2004 Corolla Sport - Engine shot - what to do?

corolla

#1

I have a 2004 Toyota Corolla S with 175k miles… engine overheated and unfortunately the mechanic tell me it’s toast - has zero compression. Not worth the $3500 (estimate) to replace with a used one. What’s the best route from here? Craigslist and sell as-is? It has allow wheels that seem to go for around $100 each, and 80k Michelin tires with a ton of tread (15k at most driven on them). Any suggestions what I should ask for the car if I sell it as is?


#2

This Is A High Miles Car With A Blown Engine. Sell It For Best Offer Or By The Pound To A Salvage Yard.

CSA


#3

Try a craigslist for the whole car first, If it was mine I would try $1,000 and wait for offers and work my way down.


#4

Why would someone buy a car that would be worth 3500.00 in good condition with needing an engine. At 175000 miles it is going to need other things as well. The wheels and tires mean nothing, just have hauled off or maybe the mechanic might give you something for it.


#5

The tires, wheels and trans for someone with a bad trans was my thought why someone might want it.


#6

Will go ahead and put it on CL asking best offer and go from there. Thx for the feedback!


#7

Why hasn’t anybody suggested dropping in a used engine . . . ?

If the rest of the car is in decent shape, not rusty, and well maintained, the car might last several more years


#8

I’m with db on this.


#9

mountainbike

This is off-topic . . .

A few miles from my house, there is a company which sells low mileage japanese engines. they import them from japan, and even offer installation.

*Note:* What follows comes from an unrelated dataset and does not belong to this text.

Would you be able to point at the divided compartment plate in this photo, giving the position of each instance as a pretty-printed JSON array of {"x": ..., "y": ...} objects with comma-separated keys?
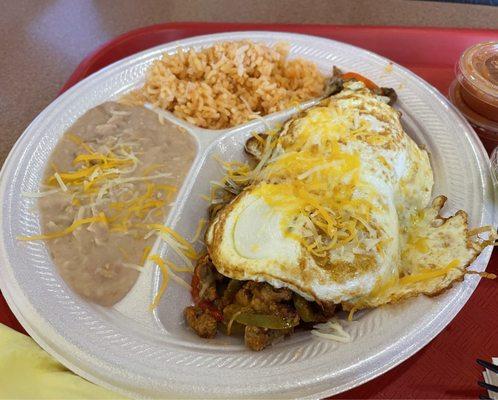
[{"x": 143, "y": 354}]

I know a few guys that have kept their vehicles alive, by going there. I asked about the price, and it sounded fairly reasonable

Of course, I live in Los Angeles, so rust isn’t a major factor here


#10

It is relevant IMHO. That might be a good source for a replacement motor for the OP’s car.
I’ve read that Japanese emissions requirements are so strict that after a certain mileage engines get pulled and replaced, even if they’re still good by our standards. I’ve also read that companies such as the one by your house import them and resell them as replacement engines.

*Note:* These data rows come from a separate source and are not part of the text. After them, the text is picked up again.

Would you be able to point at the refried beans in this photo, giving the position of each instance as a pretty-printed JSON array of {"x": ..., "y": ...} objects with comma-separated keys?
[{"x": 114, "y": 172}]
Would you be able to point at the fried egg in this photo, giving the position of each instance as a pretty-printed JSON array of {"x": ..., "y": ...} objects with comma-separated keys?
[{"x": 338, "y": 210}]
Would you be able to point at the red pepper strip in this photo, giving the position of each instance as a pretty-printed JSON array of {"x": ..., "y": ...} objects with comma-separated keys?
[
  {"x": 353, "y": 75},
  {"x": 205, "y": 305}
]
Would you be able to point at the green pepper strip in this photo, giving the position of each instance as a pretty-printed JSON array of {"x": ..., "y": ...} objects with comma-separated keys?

I confess that I don’t know this to be absolute fact, and I’m unfamiliar of any complications if there are any. Someone more worldly than I would have to enlighten us.


#11

mountainbike

I’m not sure about the legalities, either

In fact, I’m doubtful as to whether Japan-spec engines have the same emissions equipment as we do


#12

Good point. I’d welcome input from someone that knows more about this. I’d even gladly buy him/her lunch! :smile:


#13

I could only guess that the Japanese engines probably have to meet at least an emission tier similar to ours and I hear tell that these engines have about 30 K miles on them thats the way I would go ,if I liked the car .


#14

^
I’ve been told that the better used equipment migrates to our shores, from Japan.
When something (either an engine or an entire car) is a mechanical disaster, the Japanese find a ready market for that junk in Russia.


#15

1/2 dozen motors w/125k near us for <$750


#16

I don’t know what the rules are in Japan today, but when I was there in the mid 70’s, after a vehicle is 4 years old, it is required to have a safety and beauty inspection every 6 months. This inspection costs about half the cost of a new vehicle. Luxury vehicles get 6 years before this is required. It was not cost effective for the Japanese to keep a vehicle more than 4 years.

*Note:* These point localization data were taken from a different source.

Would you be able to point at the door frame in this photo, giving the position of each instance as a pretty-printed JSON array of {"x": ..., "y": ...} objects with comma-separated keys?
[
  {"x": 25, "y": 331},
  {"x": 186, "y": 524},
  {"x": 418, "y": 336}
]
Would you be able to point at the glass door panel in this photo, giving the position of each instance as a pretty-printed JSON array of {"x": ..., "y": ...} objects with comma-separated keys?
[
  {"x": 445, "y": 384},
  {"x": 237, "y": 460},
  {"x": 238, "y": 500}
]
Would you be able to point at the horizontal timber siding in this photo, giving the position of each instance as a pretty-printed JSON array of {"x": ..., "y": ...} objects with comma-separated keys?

But, the traffic in Japan was so congested that it made rush hour on the Santa Monica freeway look like a speedway. A 7 mile trip from Yokohama to Yokosuka took 2 to 3 hours. A four year old engine with 40,000 kilometers (25k miles) would have more hours of operation on it than a US engine with 200k miles. They were worn plumb out.


#17

There are lots of 2004 Corollas out there. Buy a running one with a few less miles and use the wheels and tires for it. Not all corollas will die at 175,000.